By the time they marched to Dundas Square the group had swelled to over 1,000 supporters from various activist organizations wanting to show their solidarity.
“They also showed how appalled they are with Israel acting as terrorists and murderers,” she said.
Ruch isn’t surprised that there has been no official condemnation from the Harper government despite the denouncements from other governments around the world, after they saw Israeli forces boarding aid ships in international waters - over which they have no jurisdiction -- killing and injuring innocent civilians.
“I have no expectations of Stephen Harper and I hope soon that we can see a new and better government here in Canada.”
Ruch and her companions slept in shifts on the sidewalk outside the Royal Ontario Museum on Monday evening. It was raining so they pushed up against the wall of the museum to get some cover.

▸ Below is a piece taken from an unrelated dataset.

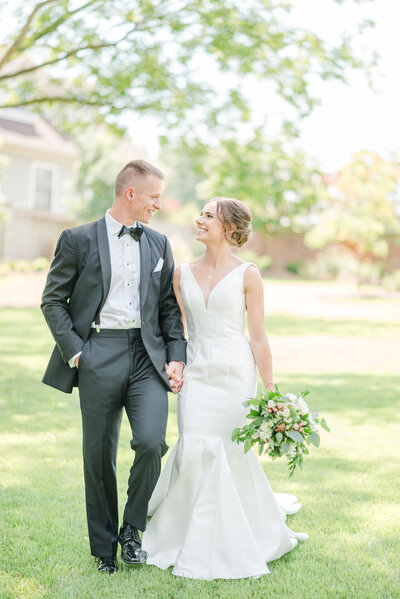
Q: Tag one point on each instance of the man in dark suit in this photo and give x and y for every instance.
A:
(110, 306)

“It was a little surreal,” said Ruch. “It was like sleeping in the olive fields but then I remembered that none of my friends in the West Bank are allowed to sleep in their olive fields because picking has to be done in time to cross a gate.”

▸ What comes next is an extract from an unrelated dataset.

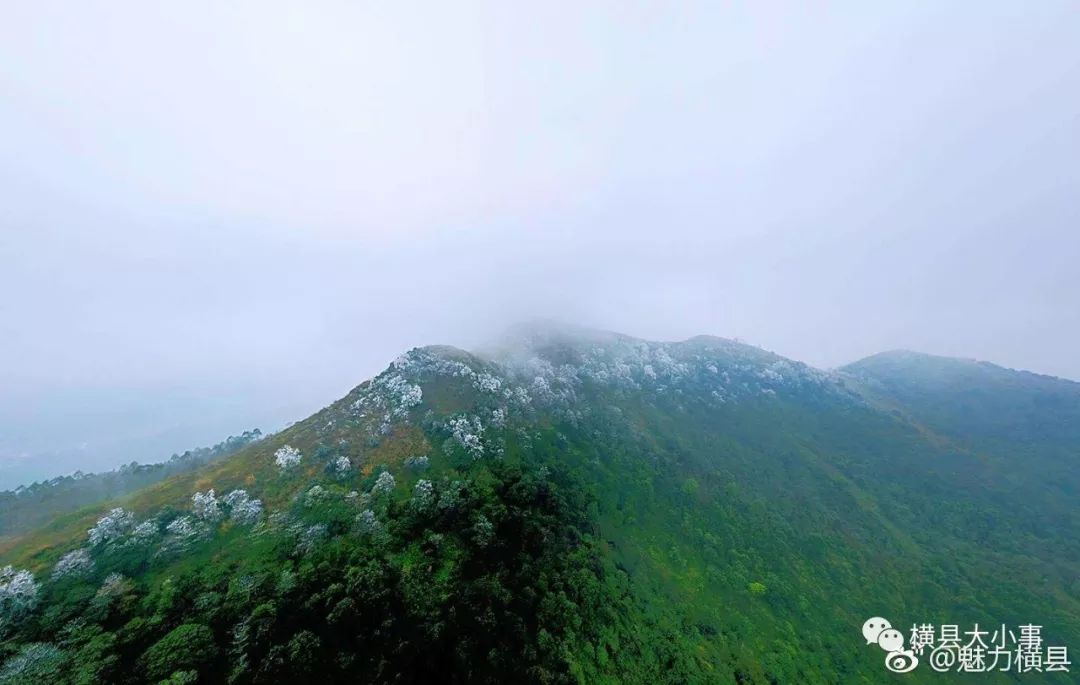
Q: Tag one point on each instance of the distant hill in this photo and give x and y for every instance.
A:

Most farmers in the West Bank have to stop work by 4 pm, forced to farm on the schedule of the Israeli soldiers.
Ruch was overwhelmed by the support of ordinary Torontonians, who offered peace signs or a thumbs up as they passed by during the evening and overnight.
“Maybe it means that we’ve turned a corner and we’re going to see peace,” she said.
As she struggled without food for more than a day, Ruch stopped to consider the abundance most of us have in North American society. In Palestine, where her hosts make sure she has everything she needs, it often means they go without.
As she drank water she thought about the situation in Gaza, where it can’t be taken for granted that water will come forth every time a tap is opened. Shortages are common, especially in the West Bank. In Gaza, the water is often contaminated, containing high levels of salt.
Even though the hunger strike is over, Ruch said the fight will continue by pressuring the Canadian government “to make a strong statement against this war criminal” rather than welcoming Prime Minister Benjamin Netanyahu into the country.
“I think it’s time we closed Israeli consulates and embassies in countries around the world,” she said. “It’s time that we stopped recognizing a terrorist state.”